After the performance, moniz joined Murugesan, grimes, and Mims onstage for a discussion and audience Q&A. Below are some excerpts from the conversation.
moniz:
"One of the reasons why I was so interested in connecting you both [Murugesan and grimes] and Parable of Portals to this project at Caltech is because when you're world-building, it is often prophetic, right? Nobody knows quite what you're doing. And I was thinking about Grant Venerable and thinking about the fact that he was walking this campus alone, in a way, representing the totality of his people and himself and his thoughts and his own ideas of what his future could look like—but holding the space all the time, pushing it open, holding it up, keeping it open. And now in 2023 and 2024 we're here and recognizing him in that way, on this campus, against the kind of frontiers that were happening when he was here—against the eugenics movement, against an idea of manifest destiny to the West Coast. He was world-building something else that's here now, that Octavia Butler walked in the shadow of and opened up more light for. And so, to me, it was a very natural connection to make."
grimes:
"It definitely feels right. When you [moniz] gave us the information, we started doing research on Mr. Venerable and found, here we have yet another—I don't want to say pioneer, right? It's not the connotation—but, yet another non-white person that is dreaming themselves into being every microsecond, dreaming themselves into being. There's a spectrum of violence that happens in integrated schools, whether it's a stare or whether it's closing the door on someone, whether it's calling someone something, all of these things that are endured. And the flip side of that is, I just imagined Venerable dreaming himself into being, which is another reason why improvisation was really important for this project. We are improvising. So, everything that we're doing, we have a score, an outline that we improvise within. When we talk about systems of intelligence, I feel like that is a deep, structured system of intelligence navigating a world like that."
moniz:
"All of the arts really tap into that knowledge system that is not economical knowledge or a scholarly knowledge, but it is a deep-rooted, deep-generational understanding that's both sort of cosmic, ethereal, but also rooted, like you [grimes] said, rooted where you are, where you come from, where you have emerged, where you've walked, where you go, right?

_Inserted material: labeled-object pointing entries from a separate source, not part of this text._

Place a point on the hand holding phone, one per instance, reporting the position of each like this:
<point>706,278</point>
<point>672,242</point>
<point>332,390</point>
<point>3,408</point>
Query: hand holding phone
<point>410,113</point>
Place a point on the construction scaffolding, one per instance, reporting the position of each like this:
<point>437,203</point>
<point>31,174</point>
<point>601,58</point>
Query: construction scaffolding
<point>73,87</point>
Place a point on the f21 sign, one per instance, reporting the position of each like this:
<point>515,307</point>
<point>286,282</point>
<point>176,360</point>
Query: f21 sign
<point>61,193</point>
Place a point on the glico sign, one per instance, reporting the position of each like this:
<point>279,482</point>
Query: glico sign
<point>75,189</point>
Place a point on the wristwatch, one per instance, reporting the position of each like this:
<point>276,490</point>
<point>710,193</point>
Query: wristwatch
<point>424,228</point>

"That it is something more than what you can calculate in your head, but it's being open to a language or multiple languages that allow you to move through the world in a completely different way and allow you to survive uninhabitable worlds that don't want you.
"One of the things that Octavia Butler said is you have to feel. There is no separation between science and feeling; this resonance is so important. At the end of the day, you have to communicate so that people feel and understand that resonance. And I think that with this dance and performance, what I was hoping for, which to me was accomplished very nicely, is that you [SirirusShapeShifters] got us into that space, that sort of limbic resonance that we can feel in our bodies, through your body and the way that you were world-building on the stage. So, it was really everything I hoped for to honor both Octavia and Grant."